I want to use Beautiful Soup to extract title from the movie webpage "Skyfall". At first we make the soup:
* that means passing the path to our HTML file into file handle
* then passing that file handle into Beautiful Soup constructor

In [1]:
from bs4 import BeautifulSoup

In [2]:
with open('data/rt_html/skyfall.html', 'r', encoding='utf-8') as file:
    soup = BeautifulSoup(file, 'lxml')

In [3]:
soup

<!DOCTYPE html>
<html lang="en" xmlns:fb="http://www.facebook.com/2008/fbml" xmlns:og="http://opengraphprotocol.org/schema/">
<head prefix="og: http://ogp.me/ns# flixstertomatoes: http://ogp.me/ns/apps/flixstertomatoes#">
<script src="//cdn.optimizely.com/js/594670329.js"></script>
<meta content="text/html; charset=utf-8" http-equiv="Content-Type"/>
<meta content="width=device-width,initial-scale=1" name="viewport"/>
<meta content="VPPXtECgUUeuATBacnqnCm4ydGO99reF-xgNklSbNbc" name="google-site-verification"/>
<meta content="034F16304017CA7DCF45D43850915323" name="msvalidate.01"/>
<link href="https://staticv2-4.rottentomatoes.com/static/images/iphone/apple-touch-icon.png" rel="apple-touch-icon"/>
<link href="https://staticv2-4.rottentomatoes.com/static/images/icons/favicon.ico" rel="shortcut icon" type="image/x-icon"/>
<link href="https://staticv2-4.rottentomatoes.com/static/styles/css/rt_main.css" rel="stylesheet"/>
<script id="jsonLdSchema" type="application/ld+json">{"@context":"http

now we can use methods in the BeautifulSoup library to find and extract data from this HTML.
Let's use `find` method, to find title of the movie
Therefor we have to find the title tag

In [4]:
soup.find('title')

<title>Skyfall (2012) - Rotten Tomatoes</title>

Next we us the slicing method to get rid of the tags:

In [5]:
soup.find('title').contents[0][:-len(' - Rotten Tomatoes')]

'Skyfall\xa0(2012)'

'xa0' is unicode for non-breakin space

Now we are going to use Beautiful Soup to extract our desired Genre, Director's name, runtime along with the movie title (so we have something to merge the datasets on later) for each HTML file, then save them in a pandas DataFrame.

In [6]:
from bs4 import BeautifulSoup
import os

In [7]:
df_list = []
folder = 'data/rt_html/'
for movie_html in os.listdir(folder):
    with open(os.path.join(folder, movie_html), 'r', encoding='utf-8') as file:
        soup = BeautifulSoup(file, 'lxml')
        title = soup.find('title').contents[0][:-len(' - Rotten Tomatoes')]
        print(title)
        break

12 Angry Men (Twelve Angry Men) (1957)


Now we have to grab the genre.

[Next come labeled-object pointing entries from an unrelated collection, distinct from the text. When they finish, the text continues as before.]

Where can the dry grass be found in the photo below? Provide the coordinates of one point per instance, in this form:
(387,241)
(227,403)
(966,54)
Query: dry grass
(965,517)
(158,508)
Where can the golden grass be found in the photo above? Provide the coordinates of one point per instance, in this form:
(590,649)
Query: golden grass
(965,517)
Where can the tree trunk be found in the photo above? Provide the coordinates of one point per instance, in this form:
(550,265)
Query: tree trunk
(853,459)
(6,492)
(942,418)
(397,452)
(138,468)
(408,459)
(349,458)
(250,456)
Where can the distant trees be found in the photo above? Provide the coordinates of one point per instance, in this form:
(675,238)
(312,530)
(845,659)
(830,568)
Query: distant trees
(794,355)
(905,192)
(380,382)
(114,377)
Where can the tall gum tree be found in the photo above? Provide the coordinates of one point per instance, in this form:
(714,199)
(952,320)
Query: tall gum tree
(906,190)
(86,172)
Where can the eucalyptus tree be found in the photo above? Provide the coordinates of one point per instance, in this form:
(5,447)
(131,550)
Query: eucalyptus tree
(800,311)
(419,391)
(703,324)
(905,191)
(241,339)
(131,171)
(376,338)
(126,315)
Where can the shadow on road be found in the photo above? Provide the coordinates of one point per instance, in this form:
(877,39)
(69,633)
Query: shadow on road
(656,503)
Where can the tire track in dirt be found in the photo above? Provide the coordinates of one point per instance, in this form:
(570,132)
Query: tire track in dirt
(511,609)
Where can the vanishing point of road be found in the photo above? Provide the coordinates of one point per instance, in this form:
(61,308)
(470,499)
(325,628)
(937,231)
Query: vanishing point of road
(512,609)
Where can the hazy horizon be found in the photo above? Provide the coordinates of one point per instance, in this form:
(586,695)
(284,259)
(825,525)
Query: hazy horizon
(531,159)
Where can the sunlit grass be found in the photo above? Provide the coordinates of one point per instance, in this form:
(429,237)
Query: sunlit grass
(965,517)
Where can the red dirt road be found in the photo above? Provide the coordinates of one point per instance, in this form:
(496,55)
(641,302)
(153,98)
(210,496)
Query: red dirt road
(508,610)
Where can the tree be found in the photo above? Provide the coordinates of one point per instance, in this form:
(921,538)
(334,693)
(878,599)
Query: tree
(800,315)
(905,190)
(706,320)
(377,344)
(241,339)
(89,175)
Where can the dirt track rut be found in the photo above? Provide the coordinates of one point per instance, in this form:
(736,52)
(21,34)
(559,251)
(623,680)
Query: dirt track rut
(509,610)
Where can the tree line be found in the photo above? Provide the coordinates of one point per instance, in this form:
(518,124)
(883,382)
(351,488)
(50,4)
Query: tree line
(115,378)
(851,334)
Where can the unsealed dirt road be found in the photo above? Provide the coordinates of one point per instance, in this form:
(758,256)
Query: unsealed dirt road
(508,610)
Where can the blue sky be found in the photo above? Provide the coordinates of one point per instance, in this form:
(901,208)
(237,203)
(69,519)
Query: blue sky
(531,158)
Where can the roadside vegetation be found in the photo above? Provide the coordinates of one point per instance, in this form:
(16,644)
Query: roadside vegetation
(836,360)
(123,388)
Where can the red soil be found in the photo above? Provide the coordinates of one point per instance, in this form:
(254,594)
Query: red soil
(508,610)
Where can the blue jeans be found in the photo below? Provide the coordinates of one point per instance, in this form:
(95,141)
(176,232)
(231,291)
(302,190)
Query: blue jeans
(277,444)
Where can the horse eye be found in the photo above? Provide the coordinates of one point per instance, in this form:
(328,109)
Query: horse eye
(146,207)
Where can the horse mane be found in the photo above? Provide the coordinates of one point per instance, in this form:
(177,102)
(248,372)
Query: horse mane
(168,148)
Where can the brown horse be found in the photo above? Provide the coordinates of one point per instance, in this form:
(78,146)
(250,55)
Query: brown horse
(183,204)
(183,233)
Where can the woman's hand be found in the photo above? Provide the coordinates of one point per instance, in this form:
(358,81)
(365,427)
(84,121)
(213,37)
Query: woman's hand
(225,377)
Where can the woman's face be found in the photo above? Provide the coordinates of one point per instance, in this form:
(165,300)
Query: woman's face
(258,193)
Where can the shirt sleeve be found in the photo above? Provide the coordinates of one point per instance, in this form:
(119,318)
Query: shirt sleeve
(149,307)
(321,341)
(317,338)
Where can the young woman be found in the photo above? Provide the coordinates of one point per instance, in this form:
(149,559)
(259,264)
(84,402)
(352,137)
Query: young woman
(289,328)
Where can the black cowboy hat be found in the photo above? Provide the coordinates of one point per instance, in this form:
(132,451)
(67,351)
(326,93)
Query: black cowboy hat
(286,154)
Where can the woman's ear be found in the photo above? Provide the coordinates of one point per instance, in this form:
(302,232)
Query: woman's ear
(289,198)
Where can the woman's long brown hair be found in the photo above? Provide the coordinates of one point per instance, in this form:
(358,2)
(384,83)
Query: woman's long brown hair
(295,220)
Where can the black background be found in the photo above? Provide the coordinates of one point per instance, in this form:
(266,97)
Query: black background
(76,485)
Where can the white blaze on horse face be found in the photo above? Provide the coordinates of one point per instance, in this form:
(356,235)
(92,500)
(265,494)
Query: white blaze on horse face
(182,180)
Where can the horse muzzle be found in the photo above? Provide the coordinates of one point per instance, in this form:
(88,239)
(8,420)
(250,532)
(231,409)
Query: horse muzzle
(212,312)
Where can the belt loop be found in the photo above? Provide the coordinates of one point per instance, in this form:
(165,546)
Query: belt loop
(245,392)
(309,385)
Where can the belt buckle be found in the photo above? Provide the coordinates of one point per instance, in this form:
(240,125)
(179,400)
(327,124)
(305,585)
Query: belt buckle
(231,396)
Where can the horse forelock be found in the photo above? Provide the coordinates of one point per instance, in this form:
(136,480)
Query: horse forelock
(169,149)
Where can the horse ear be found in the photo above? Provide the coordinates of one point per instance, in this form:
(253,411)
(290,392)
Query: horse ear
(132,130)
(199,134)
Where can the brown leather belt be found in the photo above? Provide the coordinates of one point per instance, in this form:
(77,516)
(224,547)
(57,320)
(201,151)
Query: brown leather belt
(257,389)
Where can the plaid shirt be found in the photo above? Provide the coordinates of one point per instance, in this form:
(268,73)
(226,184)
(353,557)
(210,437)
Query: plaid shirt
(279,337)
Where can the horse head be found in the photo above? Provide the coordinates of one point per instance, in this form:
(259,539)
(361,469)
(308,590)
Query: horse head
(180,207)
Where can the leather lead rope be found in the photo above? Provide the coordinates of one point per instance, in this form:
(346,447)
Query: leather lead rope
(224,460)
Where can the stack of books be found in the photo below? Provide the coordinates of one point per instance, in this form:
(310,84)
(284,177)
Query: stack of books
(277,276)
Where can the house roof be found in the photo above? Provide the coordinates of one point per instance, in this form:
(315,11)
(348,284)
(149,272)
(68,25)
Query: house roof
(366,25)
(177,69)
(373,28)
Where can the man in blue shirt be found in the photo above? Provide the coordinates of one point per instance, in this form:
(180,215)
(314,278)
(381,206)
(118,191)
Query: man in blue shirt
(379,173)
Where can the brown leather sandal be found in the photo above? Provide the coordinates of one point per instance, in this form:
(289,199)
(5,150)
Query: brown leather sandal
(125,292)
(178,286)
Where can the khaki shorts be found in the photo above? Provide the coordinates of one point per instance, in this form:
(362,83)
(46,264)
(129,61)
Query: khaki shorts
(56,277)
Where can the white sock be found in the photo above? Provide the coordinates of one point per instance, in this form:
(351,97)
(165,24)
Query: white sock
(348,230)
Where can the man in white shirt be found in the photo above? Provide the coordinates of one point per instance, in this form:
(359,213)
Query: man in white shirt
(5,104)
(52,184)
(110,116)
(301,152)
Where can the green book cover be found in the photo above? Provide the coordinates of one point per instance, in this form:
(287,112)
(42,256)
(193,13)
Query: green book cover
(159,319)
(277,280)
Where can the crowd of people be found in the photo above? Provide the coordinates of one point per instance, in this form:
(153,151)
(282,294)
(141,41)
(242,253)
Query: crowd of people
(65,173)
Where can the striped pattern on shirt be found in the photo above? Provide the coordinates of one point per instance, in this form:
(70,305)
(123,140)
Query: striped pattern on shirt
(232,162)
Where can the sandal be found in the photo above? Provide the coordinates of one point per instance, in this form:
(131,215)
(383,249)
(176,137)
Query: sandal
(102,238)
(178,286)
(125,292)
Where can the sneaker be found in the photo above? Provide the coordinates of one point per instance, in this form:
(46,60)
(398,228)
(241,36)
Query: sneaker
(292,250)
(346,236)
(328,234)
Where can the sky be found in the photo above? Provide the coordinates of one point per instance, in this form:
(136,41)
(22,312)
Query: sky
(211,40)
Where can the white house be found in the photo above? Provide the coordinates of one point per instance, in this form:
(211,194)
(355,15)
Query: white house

I only extract the first mentioned genre.

In [8]:
df_list = []
folder = 'data/rt_html/'
for movie_html in os.listdir(folder):
    with open(os.path.join(folder, movie_html), 'r', encoding='utf-8') as file:
        soup = BeautifulSoup(file, 'lxml')
        title = soup.find('title').contents[0][:-len(' - Rotten Tomatoes')]
        genre = soup.find_all('ul')[14].find_all('a')[0].get_text()
        print(genre)
        break


                        Classics


We can use strip() to remove blanks

In [9]:
df_list = []
folder = 'data/rt_html/'
for movie_html in os.listdir(folder):
    with open(os.path.join(folder, movie_html), 'r', encoding='utf-8') as file:
        soup = BeautifulSoup(file, 'lxml')
        title = soup.find('title').contents[0][:-len(' - Rotten Tomatoes')]
        genre = soup.find_all('ul')[14].find_all('a')[0].get_text().strip()
        print(genre)
        break

Classics


The next task is to find the director:

In [14]:
df_list = []
folder = 'data/rt_html/'
for movie_html in os.listdir(folder):
    with open(os.path.join(folder, movie_html), 'r', encoding='utf-8') as file:
        soup = BeautifulSoup(file, 'lxml')
        title = soup.find('title').contents[0][:-len(' - Rotten Tomatoes')]
        genre = soup.find_all('ul')[14].find_all('a')[0].get_text().strip()
        director = soup.find_all('ul')[14].find_all('li')[2].find('a').get_text()
        print(director)
        break

Sidney Lumet


We also want to retrieve the runtime:

In [22]:
df_list = []
folder = 'data/rt_html/'
for movie_html in os.listdir(folder):
    with open(os.path.join(folder, movie_html), 'r', encoding='utf-8') as file:
        soup = BeautifulSoup(file, 'lxml')
        title = soup.find('title').contents[0][:-len(' - Rotten Tomatoes')]
        genre = soup.find_all('ul')[14].find_all('a')[0].get_text().strip()
        director = soup.find_all('ul')[14].find_all('li')[2].find('a').get_text()
        runtime = soup.find_all('ul')[14].find_all('li')[6].find('time').get_text().strip()[:-len(' minutes')]
        print(runtime)
        break

95